Martyn Gough reflects on Remembrance in the Armed Forces

 

“Father, can we just pause for 10 minutes over the site, say some prayers, drop a wreath and then we can sail on?” Those were the words said to me by the Captain of HMS NEWCASTLE on an operation over 20 years ago. We were sailing over the spot in the Far East near to where HMS PRINCE OF WALES had been sunk, some 60 years earlier. The rusting remains lay far below us and some of the ship’s divers had attached a white ensign to the rusting hulk. Nobody onboard HMS NEWCASTLE knew any of the crew of this ship, but it was important to stop, to recall, to pray. Even the most tattooed hardened bosun came and stood on the flight deck and in simplicity we remembered. Did the Ship’s Company pray? I do not know. But I do know that it was important for them to stop, to pause and to remember.

November is the month of remembering. All Saints, All Souls, and Remembrance Sunday are marked for many in the life of the nation as an important time. Many serving personnel are chosen for ceremonial duties around Remembrance Sunday and will spend weeks rehearsing, not only to be at the Cenotaph, but also at the Albert Hall, at the Westminster Abbey Garden of Remembrance, and countless other memorials where serving members of the Armed Forces along with veterans and members of the public will gather to reflect, recall and remember.

We all know of the war memorials in our churches and in our parks and town centres. We are familiar with the Cenotaph in London, the focus of the nation’s remembrance in November, where here many veterans also gather through the year for regimental memorials. These are significant and important parts of our national story, as are the Commonwealth Graves around the world; designed by architects and craftsmen, they stand the test of time. For Service personnel and for veterans, during a conflict such as Iraq, the Falklands or Afghanistan, when a colleague is killed, so very often, simple crosses of rough wood, rocks and mortar or gun shells are assembled and left at a wayside shrine to remember the marine, the sailor, the soldier or the airman who fell near there.

The bonds that tie military people together are forged from day one of basic training.

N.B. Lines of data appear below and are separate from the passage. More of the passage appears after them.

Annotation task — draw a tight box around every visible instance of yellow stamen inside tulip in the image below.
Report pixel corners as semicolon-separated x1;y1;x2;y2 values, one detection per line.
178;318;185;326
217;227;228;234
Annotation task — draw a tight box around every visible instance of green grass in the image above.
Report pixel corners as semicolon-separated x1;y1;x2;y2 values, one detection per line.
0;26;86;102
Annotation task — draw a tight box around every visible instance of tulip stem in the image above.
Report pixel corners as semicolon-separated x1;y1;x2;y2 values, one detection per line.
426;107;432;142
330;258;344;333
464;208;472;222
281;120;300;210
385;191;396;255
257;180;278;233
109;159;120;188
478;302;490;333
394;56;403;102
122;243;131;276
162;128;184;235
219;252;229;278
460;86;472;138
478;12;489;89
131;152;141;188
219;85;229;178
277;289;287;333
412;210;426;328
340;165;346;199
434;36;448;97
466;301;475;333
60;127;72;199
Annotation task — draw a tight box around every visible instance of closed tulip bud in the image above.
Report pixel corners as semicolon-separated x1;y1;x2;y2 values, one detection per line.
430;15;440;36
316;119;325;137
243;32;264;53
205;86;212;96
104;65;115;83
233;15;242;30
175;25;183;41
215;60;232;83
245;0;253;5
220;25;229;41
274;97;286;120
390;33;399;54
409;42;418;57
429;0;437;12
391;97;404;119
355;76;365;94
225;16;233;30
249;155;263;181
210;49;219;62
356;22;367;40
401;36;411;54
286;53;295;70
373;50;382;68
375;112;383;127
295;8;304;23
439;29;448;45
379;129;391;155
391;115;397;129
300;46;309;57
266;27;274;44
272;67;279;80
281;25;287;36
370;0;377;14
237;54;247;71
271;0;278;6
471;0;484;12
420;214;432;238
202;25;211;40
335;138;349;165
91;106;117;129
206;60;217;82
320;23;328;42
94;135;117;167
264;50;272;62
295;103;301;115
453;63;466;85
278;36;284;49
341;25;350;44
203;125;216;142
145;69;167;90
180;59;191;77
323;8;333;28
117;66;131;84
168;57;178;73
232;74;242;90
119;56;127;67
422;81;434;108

You learn the need to trust your ‘oppo’ the people who you have been thrown together with; you learn to trust them in every aspect of your life. There is no private life in basic training because on operations there is no private life. You learn the real world of openness and trust, of them being honest with you. Your classmates will get your through basic training because when you are on the ground on operations, in a submarine or on an air detachment, you will need them, really need them. You know that very often your own life depends not just on the technical ability of those you serve alongside, but that they will have your back. Service people go away for long periods of time and others become their families at sea or in camp. You work, you sleep, you eat next to people whom you have not chosen to be part of your circle, but you are thrown together. So, when the improvised device goes off and blows up the armored vehicle, when the sniper from the village gets lucky, when the engineering failure sees a fire in the Antarctic and there’s no help, when there is a catastrophic engine fail midflight – you are not losing a work colleague, you are losing part of yourself. Because that could so easily have been you.

Remembrance Sunday at the Cenotaph, at the local War Memorial, at a school or church, or gathering at the National Memorial Arboretum gives to those who have served or still serve their country not only a chance to recall but be thankful for the friendship. For the service person, yes, there may be a particular person we recall; for me it’s a mosaic, those who died when two helicopters crashed off HMS ARK Royal in the Gulf, the Warrant Officer shot in Helmand Province, the Officer shot in a submarine; all served and it is my duty, my privilege, to remember.

Remembrance is our calling to mind the person, the events that we shared. The act of remembrance is the hope of a better future, recollection that moves us through reconciliation and into resurrection. Remembrance is certainly not a rehearsing of past failure or glory but that bringing into the present those who have been part of our circle. We remember but we also move on. Armed Service in the UK is always about seeking peace and pursuing it. Sailors, Soldiers, Airmen- they go off and they fight, they fight for freedom, for justice and for peace, but they fight so that you do not have to. Today we continue to seek peace, but we do so in the shadows of those who have served and made the ultimate sacrifice. We will remember them. That is the least we can do.

 

When you go home, tell them of us and say,

For your tomorrow, we gave our today. 

 

The Venerable Martyn Gough is a former Chaplain of the Fleet and Archdeacon of the Royal Navy.